Real-Time Amperometric Recording of Extracellular H(2)O(2) in the Brain of Immunocompromised Mice: An In Vitro, Ex Vivo and In Vivo Characterisation Study

We detail an extensive characterisation study on a previously described dual amperometric H(2)O(2) biosensor consisting of H(2)O(2) detection (blank) and degradation (catalase) electrodes. In vitro investigations demonstrated excellent H(2)O(2) sensitivity and selectivity against the interferent, ascorbic acid. Ex vivo studies were performed to mimic physiological conditions prior to in vivo deployment. Exposure to brain tissue homogenate identified reliable sensitivity and selectivity recordings up to seven days for both blank and catalase electrodes. Furthermore, there was no compromise in pre- and post-implanted catalase electrode sensitivity in ex vivo mouse brain. In vivo investigations performed in anaesthetised mice confirmed the ability of the H(2)O(2) biosensor to detect increases in amperometric current following locally perfused/infused H(2)O(2) and antioxidant inhibitors mercaptosuccinic acid and sodium azide. Subsequent recordings in freely moving mice identified negligible effects of control saline and sodium ascorbate interference injections on amperometric H(2)O(2) current.
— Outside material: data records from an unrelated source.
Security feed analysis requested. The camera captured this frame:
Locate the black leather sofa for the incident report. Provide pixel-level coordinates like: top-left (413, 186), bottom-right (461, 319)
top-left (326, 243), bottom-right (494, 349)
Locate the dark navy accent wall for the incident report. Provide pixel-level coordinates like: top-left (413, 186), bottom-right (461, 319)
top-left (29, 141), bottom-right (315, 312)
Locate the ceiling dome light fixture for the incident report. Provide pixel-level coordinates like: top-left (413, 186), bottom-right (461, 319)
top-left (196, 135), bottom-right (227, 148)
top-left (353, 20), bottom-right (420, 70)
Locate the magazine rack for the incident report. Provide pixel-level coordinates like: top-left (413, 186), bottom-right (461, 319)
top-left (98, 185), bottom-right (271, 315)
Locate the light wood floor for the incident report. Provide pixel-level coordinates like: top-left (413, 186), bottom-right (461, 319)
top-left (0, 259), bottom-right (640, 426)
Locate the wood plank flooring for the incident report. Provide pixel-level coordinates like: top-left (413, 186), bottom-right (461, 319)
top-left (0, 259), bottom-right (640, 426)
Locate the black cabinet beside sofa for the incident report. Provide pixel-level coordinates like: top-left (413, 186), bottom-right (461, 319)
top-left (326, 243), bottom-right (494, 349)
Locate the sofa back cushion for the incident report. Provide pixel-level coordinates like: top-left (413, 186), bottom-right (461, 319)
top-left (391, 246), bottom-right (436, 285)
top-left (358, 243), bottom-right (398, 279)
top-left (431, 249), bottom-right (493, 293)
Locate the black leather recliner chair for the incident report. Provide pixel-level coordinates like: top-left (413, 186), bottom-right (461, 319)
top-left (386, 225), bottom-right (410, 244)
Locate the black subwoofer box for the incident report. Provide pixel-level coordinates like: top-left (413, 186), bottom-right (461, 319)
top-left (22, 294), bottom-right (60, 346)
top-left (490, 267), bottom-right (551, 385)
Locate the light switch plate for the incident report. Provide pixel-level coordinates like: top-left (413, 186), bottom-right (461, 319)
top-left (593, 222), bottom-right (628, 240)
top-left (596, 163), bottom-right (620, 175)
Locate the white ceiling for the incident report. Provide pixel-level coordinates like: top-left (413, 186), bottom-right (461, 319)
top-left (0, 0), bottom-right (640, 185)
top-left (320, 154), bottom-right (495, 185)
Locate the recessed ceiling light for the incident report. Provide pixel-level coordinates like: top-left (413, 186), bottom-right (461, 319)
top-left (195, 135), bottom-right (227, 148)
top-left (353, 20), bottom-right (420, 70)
Furthermore, the stability of the amperometric current was confirmed over a five-day period and analysis of 24-h signal recordings identified the absence of diurnal variations in amperometric current. Collectively, these findings confirm the biosensor current responds in vivo to increasing exogenous and endogenous H(2)O(2) and tentatively supports measurement of H(2)O(2) dynamics in freely moving NOD SCID mice.